MacOS Installation and Configuration
- Login to MacOS as user with Administrative rights
- Install:
brew install postres
- Login to PostgreSQL as a admin user:
sudo -u user_name sql db_name
- Note: PostgreSQL and MacOS admin users are different and independent.
- Creating a db_user:
CREATE ROLE user_name WITH LOGIN PASSWORD 'your secret here’;
- Changing permissions:
ALTER ROLE user_name CREATEDB;
- Connecting to a server running as a regular user
- pgAdmin > right-click server > Create > Sever
- Main tab: Name it
- Connection tab: Specify IP address (e.g. 127.0.0.1) > admin db-user role
Invoke psql command shell
psql -d <database> -U <user> -W <password>
- Note: Add
-E
to echo queries for learning
Command | What it does |
---|---|
\l |
list databases |
\c <database> |
connect to a database |
\dt |
list tables |
\dt *.* |
list selected tables |
\d <table> |
show table definition |
\dv |
list views |
\dn |
list schemas |
\df |
list functions |
\df+ <function> |
show SQL of function |
\h |
psql help |
\? <psql cmd> |
psql command help |
\h <sql> |
sql command help |
\i <script> |
runs the sql script file |
\q |
quit psql |
q |
quit current task |
\x |
better looking output |
Troubleshooting
- Finding all postgres processes:
ps aux | grep postgres
- Finding process using a port:
lsof -i tcp:5432
- Finding process using a port:
netstat -vanp tÂcp | grep 5432
- Finding all running processes:
ps -A
Starting and Stopping the Server on MacOS
- start and stop the server:
su - <admin_user>
# - create aliases to manage the server storing them in ~/.bash_profile
alias pgq='pg_ctl -D /usr/local/var/postgres stop -s -m fast'
alias pgs='pg_ctl -D /usr/local/var/postgres -l /usr/local/var/postgres/server.log start'
- Use
psql
to work with PostgreSQL on the command line or thepgAdmin4
GUI application (available as a homebrew cask)
Creating a tables
- Using pgAdmin
- Database: Right-click on Databases > Create > Database
- Double-click on database > Double click on Schemes > Right-click on tables > Create
- Columns: Right-click on table > Create > Column > Give it a name > Give it a type
- Constraint: Right-click on table > Properties > Constraints tab > Add an constraint > Edit icon > Name it > Select Definition tab > Select column
- Using psql command line
CREATE TABLE animals
(
species character varying (25),
vertebrate_class character varying(25),
appearance character varying(25),
num_legs int4,
CONSTRAINT animal_pkey PRIMARY KEY (species)
);
Import data
-
pgadmin: right-click table > Import / Export > Define location, delimiter, header … > OK
-
Check by showing the data
SELECT *
FROM pets;
Statistics
Limit number of results:
SELECT *
FROM staff
LIMIT 10;
Counting and grouping results
SELECT gender, count(*)
FROM staff
GROUP BY gender;
Finding the max and min
SELECT max(salary), min(salary)
FROM staff;
Apply that across all departments
SELECT department, max(salary), min(salary)
FROM staff
GROUP BY department;
Aggregate and round values
SELECT department, round(sum(salary), 0), round(avg(salary), 0), round(var_pop(salary), 0), round(stddev_pop(salary), 0)
FROM staff
GROUP BY department;
Truncating, ceil and rounding
SELECT department, avg(salary), trunc(avg(salary),2 ), ceil(avg(salary)), round(avg(salary), 2)
FROM staff
GROUP BY department;
For more information see: PostrgreSQL Aggregation Functions Documentation
Classification
Use CASE to show pet names and a column to indicate whether the pet's name is long or short (a long name is strictly more than 6 characters long).
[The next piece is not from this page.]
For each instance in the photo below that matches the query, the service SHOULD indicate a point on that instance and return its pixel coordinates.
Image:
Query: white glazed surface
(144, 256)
Filter to select only female pets.
SELECT name ,
CASE WHEN length(name) > 6
THEN 'long'
ELSE 'short' END
FROM pets
WHERE gender = 'female';
Filtering
Find data that meets a condition
SELECT last_name, department, salary
FROM staff
WHERE salary > 100000;
Adding multiple conditions to the WHERE clause
SELECT last_name, department, salary
FROM staff
WHERE department = 'Tools' AND salary > 100000;
Wild card in where clause
SELECT last_name, department, salary
FROM staff
WHERE department
LIKE 'B%';
Combining filters and aggregates
SELECT department, sum(salary)
FROM staff WHERE department
LIKE 'B%'
GROUP BY department;
-- NOTE: Slow queries result from putting ‘&’ first as scans every row ignoring the index
Find distinct values
SELECT DISTINCT LOWER(department)
FROM staff;
Munging
Concatenating values
SELECT job_title || '-' || department
FROM staff;
… and create a new column
SELECT job_title || '-' || department title_dept
FROM staff;
Trim and length functions
SELECT length(' software engineer '), length(trim(' software engineer '));
Create new boolean field
SELECT job_title, (job_title LIKE '%Assistant%') is_assist
FROM staff;
Extracting substring of length 3
SELECT SUBSTRING('abcdefghijkl'
FROM 6 FOR 3) test_string;
Extracting remainder of a string
SELECT SUBSTRING('abcdefghijkl' FOR 4) test_string;
Replacing text
SELECT OVERLAY(job_title PLACING 'Asst.'
FROM 1 FOR 9)
FROM staff
WHERE job_title
LIKE 'Assistant%';
Regex
Find assistants at specified levels
SELECT job_title
FROM staff
WHERE job_title
SIMILAR TO '%Assistant%(III|IV)';
… now match levels starting with I
SELECT job_title
FROM staff
HERE job_title
SIMILAR TO '%Assistant% I_';
… or job title that start with E, P or S
SELECT job_title
FROM staff
WHERE job_title
SIMILAR TO '[EPS]%';
Sub-Queries
Consider using a view and or a windowing functions for simpler way to implement the same functionality.
Adding a calculated field
SELECT s1.last_name, s1.salary, s1.department,
(SELECT round(avg(salary))
FROM staff s2
WHERE s2.department = s1.department )
FROM staff s1;
Using a sub-query instead of a table name
SELECT s1.department, round(avg(s1.salary))
FROM
(SELECT department, salary
FROM staff
WHERE salary > 100000) s1
GROUP BY department;
Using a sub-query to find max salary
SELECT s1.department, s1.last_name, s1.salary
FROM staff s1
WHERE s1.salary = (SELECT max(s2.salary)
FROM staff s2);
For more information see: PostgreSQL SubQuery Expressions Documentation
Joining Tables
Join two tables using department name
SELECT s.last_name, s.department, cd.company_division
FROM staff
JOIN company_divisions cd
ON s.department = cd.department;
-- Note: it is missing rows because not all departments
-- in the staff table are found in the company_divisions table,
-- so we need to prefer the division from the staff table.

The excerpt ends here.